Previously, he notes, “much of my work was about taking portraits from the past—from kings, leaders, aristocrats, nobility—and taking their body language, taking their settings, and lending that power to people who happen to look like me.” In 2018, the Los Angeles native and San Francisco Art Institute alum painted the presidential portrait of Barack Obama; Obama is depicted surrounded by greenery and symbolic flowers.

With An Archaeology of Silence, Wiley continues, he moved “in the direction of the fallen, the language of the broken.” Among the 25 pieces are vibrant billboard-size paintings and figurative bronze sculptures presenting bodies in repose—some wounded, others dead—with religious, mythological and historical references. He is quick to add that the show is not “entirely a downer, though….There’s a kind of growth within the decay. So that explains a lot of the landscapes that are sparkling with life, that explains a lot of the decorative filigree that is demanding in space and sort of crawling over the bodies.” In one painting, Reclining Nude in Wooded Setting (Edidiong Ikobah), a woman in a white top and denim shorts lies on a patch of grass amid baroque flourishes.
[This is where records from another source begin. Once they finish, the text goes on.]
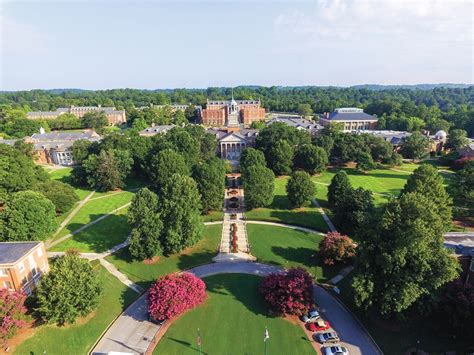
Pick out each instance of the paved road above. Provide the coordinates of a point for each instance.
(131, 332)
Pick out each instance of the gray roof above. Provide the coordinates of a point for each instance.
(350, 114)
(65, 136)
(296, 122)
(10, 252)
(156, 129)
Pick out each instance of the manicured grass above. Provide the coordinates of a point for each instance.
(213, 216)
(95, 209)
(144, 274)
(279, 210)
(80, 337)
(397, 336)
(64, 175)
(289, 248)
(99, 237)
(233, 321)
(384, 183)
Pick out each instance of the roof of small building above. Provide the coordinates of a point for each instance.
(10, 252)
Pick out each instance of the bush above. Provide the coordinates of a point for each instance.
(336, 248)
(288, 293)
(174, 294)
(71, 289)
(12, 313)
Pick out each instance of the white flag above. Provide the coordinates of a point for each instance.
(266, 336)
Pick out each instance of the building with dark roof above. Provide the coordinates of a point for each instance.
(114, 116)
(21, 265)
(352, 119)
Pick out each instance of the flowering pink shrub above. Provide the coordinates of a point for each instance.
(173, 294)
(336, 247)
(12, 313)
(289, 293)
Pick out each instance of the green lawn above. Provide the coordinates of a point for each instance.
(289, 248)
(64, 175)
(95, 209)
(80, 337)
(279, 211)
(99, 237)
(144, 274)
(213, 216)
(233, 321)
(382, 182)
(396, 337)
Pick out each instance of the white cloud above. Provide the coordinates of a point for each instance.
(349, 20)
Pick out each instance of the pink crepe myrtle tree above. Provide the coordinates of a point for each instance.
(288, 293)
(336, 248)
(174, 294)
(12, 313)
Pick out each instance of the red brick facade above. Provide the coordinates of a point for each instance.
(217, 113)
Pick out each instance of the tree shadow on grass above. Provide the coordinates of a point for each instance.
(103, 235)
(244, 288)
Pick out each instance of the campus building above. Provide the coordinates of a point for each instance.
(298, 123)
(232, 113)
(352, 119)
(21, 265)
(114, 117)
(232, 142)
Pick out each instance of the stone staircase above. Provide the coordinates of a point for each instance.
(234, 215)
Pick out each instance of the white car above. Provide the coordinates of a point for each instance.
(336, 350)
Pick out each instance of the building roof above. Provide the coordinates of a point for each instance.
(299, 123)
(350, 114)
(156, 129)
(64, 136)
(10, 252)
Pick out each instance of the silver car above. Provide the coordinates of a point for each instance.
(336, 350)
(328, 337)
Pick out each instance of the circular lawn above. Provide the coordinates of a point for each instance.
(232, 321)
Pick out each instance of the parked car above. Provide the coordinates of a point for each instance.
(319, 326)
(336, 350)
(311, 317)
(327, 337)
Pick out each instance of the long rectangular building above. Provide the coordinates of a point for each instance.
(114, 117)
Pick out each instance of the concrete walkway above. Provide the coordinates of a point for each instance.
(53, 243)
(133, 333)
(73, 213)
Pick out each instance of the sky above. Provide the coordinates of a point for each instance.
(197, 44)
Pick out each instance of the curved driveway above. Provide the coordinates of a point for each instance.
(131, 331)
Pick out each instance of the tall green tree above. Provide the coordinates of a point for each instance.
(164, 165)
(457, 139)
(144, 216)
(300, 189)
(210, 179)
(310, 158)
(27, 215)
(280, 158)
(427, 181)
(108, 170)
(353, 210)
(339, 186)
(415, 146)
(251, 157)
(71, 289)
(180, 210)
(402, 257)
(259, 184)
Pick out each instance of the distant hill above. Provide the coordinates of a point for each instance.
(414, 87)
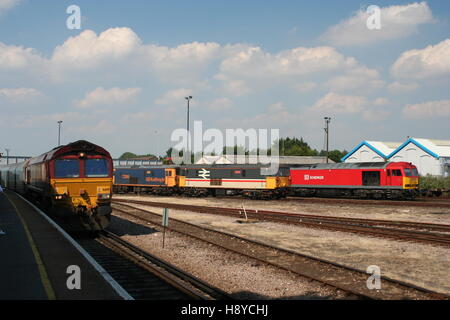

The exhibition’s namesake is a 171⁄2-foot-tall sculpture of a lifeless man draped over a horse—his braids and Nikes intricately detailed. “Originally, when I was walking down Monument Row in Virginia, I noticed all of the Confederate officers mounted on horseback,” the artist recalls. “Number one, I was deeply offended. Number two, I was deeply affected. And number three, I was deeply inspired.” His response: Rumors of War, featuring an African American equestrian in a heroic pose, has resided in front of the Virginia Museum of Fine Arts since 2019. Central to the de Young show is “the notion of the magical,” says Wiley. He elaborates, “This is a kind of magical realism that posits both the ugly truth, but also a beautiful and flawed possible future.”